Этери примерно так с нами разговаривала. Меня она сравнивала с Винни Пухом, который взлетает, как воздушный шарик. Мне было стыдно: казалось, что я так много ем.

Вне тренировок Этери не следила за нами, поэтому у нас постоянно были переедания. Мы вызывали рвоту, пили слабительные вместе с мочегонными — все, что можно было придумать, лишь бы экстренно сбросить вес. Все понимали, что это не нормально, но ради большой цели жертвовали собой.

Я помню случай: мы с подружкой возвращались из школы, шли на тренировку. Заходим в раздевалку и здороваемся с девочкой, нашей знакомой. Она сидит и ест бутерброды с колбасой. В этот момент заходит Этери и говорит: «Вы что тут втроем обнаглели? Жрете эти бутерброды!». А мы даже присесть не успели. За это нас заставили всю следующую тренировку — полтора часа на льду — с грузами на ногах и руках по 500 граммов скручиваться и делать прыжки, без остановки прокатывать свои программы. За тренировку мы ни разу не остановились. Думаю, сейчас я и одной сотой части этой нагрузки не выдержу.
Родители-фанатики

Родителям я мало что рассказывала, жестокие вещи — тем более. Никто о них не рассказывал. Кажется, что мама не поверит, еще и поддержит тренера — из-за этого ты предпочитаешь молчать.

У Этери было правило: один из родителей должен присутствовать на льду — в основном были мамы. Они все видели, еще и кулаком махали, если ты что-то не так делаешь. По мнению Тутберидзе, для больших успехов должен быть тандем тренера и родителя, и их действия и слова не должны противоречить.

Я знала, что в команде были девочки, которых родители закрывали в комнате, если они плохо тренировались, — они стучались, чтобы в туалет выйти, но, по мнению мам, были не достойны даже этого.

Моя мама следовала правилам Этери и всегда присутствовала на льду. Папа не участвовал так активно. Как только я решила бросить, он морально поддержал меня в этом решении, но, когда еще занималась, постоянно твердил: «Я плачу деньги, иди отрабатывай, не халявь». Тогда он платил за съемную квартиру, услуги Этери, коньки — в общем, полностью нас с мамой обеспечивал.
Сколько стоит спорт

Примерно каждый сезон покупаются коньки: нога в этом возрасте быстро растет.
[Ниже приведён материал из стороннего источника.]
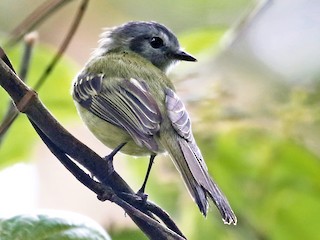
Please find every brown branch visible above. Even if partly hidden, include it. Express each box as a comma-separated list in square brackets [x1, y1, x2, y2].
[0, 33, 37, 141]
[34, 0, 89, 91]
[0, 0, 89, 143]
[5, 0, 72, 46]
[0, 54, 185, 240]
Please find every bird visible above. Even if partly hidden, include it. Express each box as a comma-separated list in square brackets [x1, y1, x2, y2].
[72, 21, 237, 225]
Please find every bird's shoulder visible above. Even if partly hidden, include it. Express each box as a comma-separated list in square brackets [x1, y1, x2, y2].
[84, 51, 170, 82]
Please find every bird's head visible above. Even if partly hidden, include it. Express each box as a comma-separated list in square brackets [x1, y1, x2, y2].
[98, 22, 196, 71]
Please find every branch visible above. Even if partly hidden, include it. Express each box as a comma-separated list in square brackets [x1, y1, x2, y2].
[0, 55, 185, 240]
[5, 0, 72, 46]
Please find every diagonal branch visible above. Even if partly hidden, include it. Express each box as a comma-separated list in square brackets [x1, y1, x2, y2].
[0, 54, 185, 240]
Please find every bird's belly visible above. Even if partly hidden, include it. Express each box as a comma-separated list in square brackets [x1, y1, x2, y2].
[76, 103, 163, 156]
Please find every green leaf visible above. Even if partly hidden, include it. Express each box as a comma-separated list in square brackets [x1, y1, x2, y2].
[0, 212, 111, 240]
[179, 28, 226, 55]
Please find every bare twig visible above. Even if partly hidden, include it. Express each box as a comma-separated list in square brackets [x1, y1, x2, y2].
[34, 0, 89, 91]
[0, 54, 185, 240]
[5, 0, 72, 46]
[0, 0, 89, 143]
[0, 33, 37, 141]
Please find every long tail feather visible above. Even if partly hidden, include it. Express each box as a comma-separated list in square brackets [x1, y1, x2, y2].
[161, 136, 237, 225]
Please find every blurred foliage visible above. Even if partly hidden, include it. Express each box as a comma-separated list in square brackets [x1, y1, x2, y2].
[0, 45, 77, 168]
[0, 0, 320, 240]
[0, 212, 110, 240]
Ботинки 7 лет назад стоили около 30–40 тыс. рублей, лезвия — 12–25 тыс. рублей. Платья, в зависимости от уровня спортсмена, примерно 20 тыс. Один костюм рассчитан на одну программу.

Новая программа ставится каждый сезон, в нее входит: музыка, костюм и образ, хореография. Это делается для того, чтобы и зрителям было интересно, и тебе не скучать. Каждый раз абсолютно новые шаги, абсолютно новый номер.

У Этери программы ставил Даниил Маркович или Илья Овербух — это входило в стоимость твоего нахождения в группе. Прокатка или дополнительные занятия стоили около 5 тыс. рублей.
Первые травмы

У меня были протрузии в позвоночнике, дегенеративный артрит, тоже позвоночника, и, как выяснилось позже, два позвонка были просто в ауте — где-то не на своем месте точно. Был у меня перелом диска в позвонке, но я узнала об этом, только когда он уже сросся.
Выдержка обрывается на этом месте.